I nodded and we went downstairs and out of the building.
Quinton hurried me along but said very little as we wound our way through the historic district and down to King Street Station. Since lunchtime was over and the commuter trains hadn’t yet started the evening runs, the train yard and rails near the station weren’t busy. Quinton led me up to the Sounder train entrance at Fourth Avenue north of the train station.
“Why here?” I asked as we worked our way down the stairs toward the platform. My knee felt stiff but it wasn’t throbbing, and I thanked my foresight in putting on the goofy-looking elastic brace under my jeans.
“It’s closer to the tunnel than going through the station, and the platform personnel won’t see us if we swing around the bottom and stay behind the stairs while we walk. They don’t care that much since there’re no freights at this time of day, but they’re supposed to run you off if you’re down on the grade.”
“I don’t think anyone’s going to come out of that nice warm station if they can avoid it.”
“Probably not,” he agreed, “but we don’t want them to get interested in us.”
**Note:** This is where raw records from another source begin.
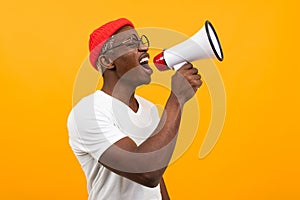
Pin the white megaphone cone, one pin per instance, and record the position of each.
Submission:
(204, 44)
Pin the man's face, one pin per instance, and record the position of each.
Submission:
(130, 57)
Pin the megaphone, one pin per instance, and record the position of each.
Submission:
(202, 45)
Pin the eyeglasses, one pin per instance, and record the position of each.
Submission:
(133, 42)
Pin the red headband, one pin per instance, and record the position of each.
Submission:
(101, 34)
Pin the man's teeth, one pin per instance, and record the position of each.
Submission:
(144, 60)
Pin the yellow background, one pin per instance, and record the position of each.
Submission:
(43, 43)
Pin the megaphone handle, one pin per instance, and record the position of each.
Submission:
(179, 65)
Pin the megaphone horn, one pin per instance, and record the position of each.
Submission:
(202, 45)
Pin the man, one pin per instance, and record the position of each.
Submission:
(120, 141)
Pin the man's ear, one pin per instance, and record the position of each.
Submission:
(106, 62)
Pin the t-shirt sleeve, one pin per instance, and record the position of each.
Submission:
(93, 129)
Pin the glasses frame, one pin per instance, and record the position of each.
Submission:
(134, 41)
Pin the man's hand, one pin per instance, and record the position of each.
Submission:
(185, 82)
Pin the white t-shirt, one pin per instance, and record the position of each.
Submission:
(97, 122)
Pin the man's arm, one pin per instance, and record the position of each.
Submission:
(146, 163)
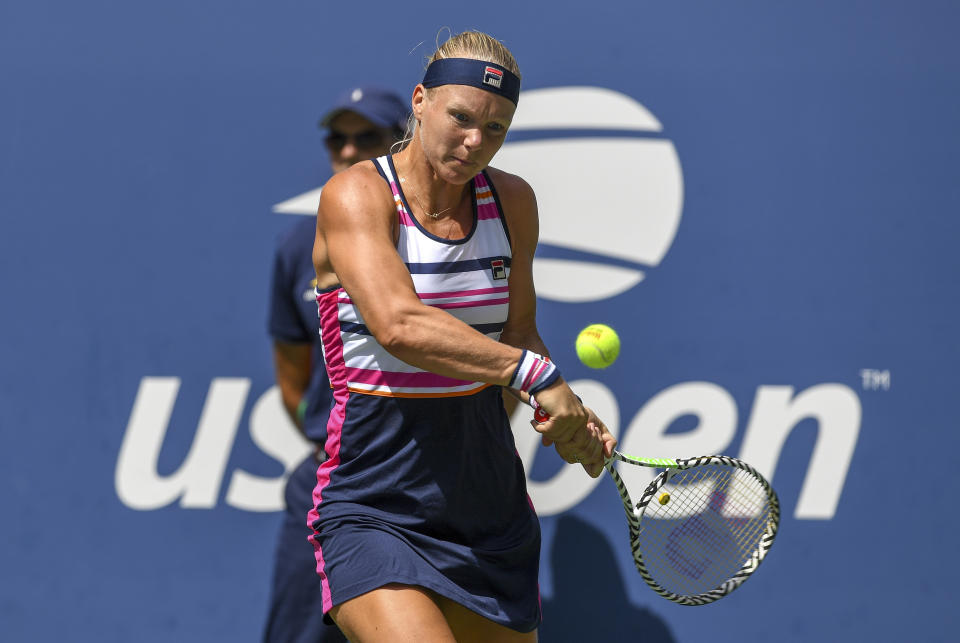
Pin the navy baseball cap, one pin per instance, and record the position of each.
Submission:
(379, 106)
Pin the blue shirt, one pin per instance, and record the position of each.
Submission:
(293, 317)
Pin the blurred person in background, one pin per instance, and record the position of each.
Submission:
(363, 123)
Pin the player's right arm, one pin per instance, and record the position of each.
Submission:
(356, 248)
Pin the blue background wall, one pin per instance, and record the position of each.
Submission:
(143, 146)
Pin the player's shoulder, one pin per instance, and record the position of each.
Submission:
(515, 194)
(359, 182)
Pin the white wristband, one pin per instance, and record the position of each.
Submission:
(534, 372)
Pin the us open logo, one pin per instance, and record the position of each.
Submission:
(492, 76)
(608, 183)
(609, 187)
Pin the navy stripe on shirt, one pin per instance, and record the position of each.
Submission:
(455, 266)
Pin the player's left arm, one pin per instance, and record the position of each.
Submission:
(520, 330)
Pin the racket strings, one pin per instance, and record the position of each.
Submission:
(708, 529)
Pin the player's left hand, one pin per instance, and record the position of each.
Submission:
(589, 447)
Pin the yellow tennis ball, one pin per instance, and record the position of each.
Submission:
(598, 346)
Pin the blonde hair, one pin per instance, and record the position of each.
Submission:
(469, 44)
(478, 46)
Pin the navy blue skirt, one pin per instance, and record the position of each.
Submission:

“You’re being very mysterious about this,” I commented, ducking around the bottom of the stairs and onto the tracks in his wake. He kept his personal life to himself, but this sort of dodginess was unlike him and it intrigued me even more than what we might be approaching.
We began crunching through the gravel and cinder toward the mouth of the Great Northern Tunnel, our breath coming up in puffs that vanished rapidly in the cold, dry air. It was a distance of about a block, but it felt longer. There were concrete walls on each side that held up the streets and buildings above and made the stretch from the stairs to the tunnel mouth seem close and claustrophobic even with the blue-white winter sky above us. A few crows cawed at us from the street railings, but the area was surprisingly uncluttered with Grey things.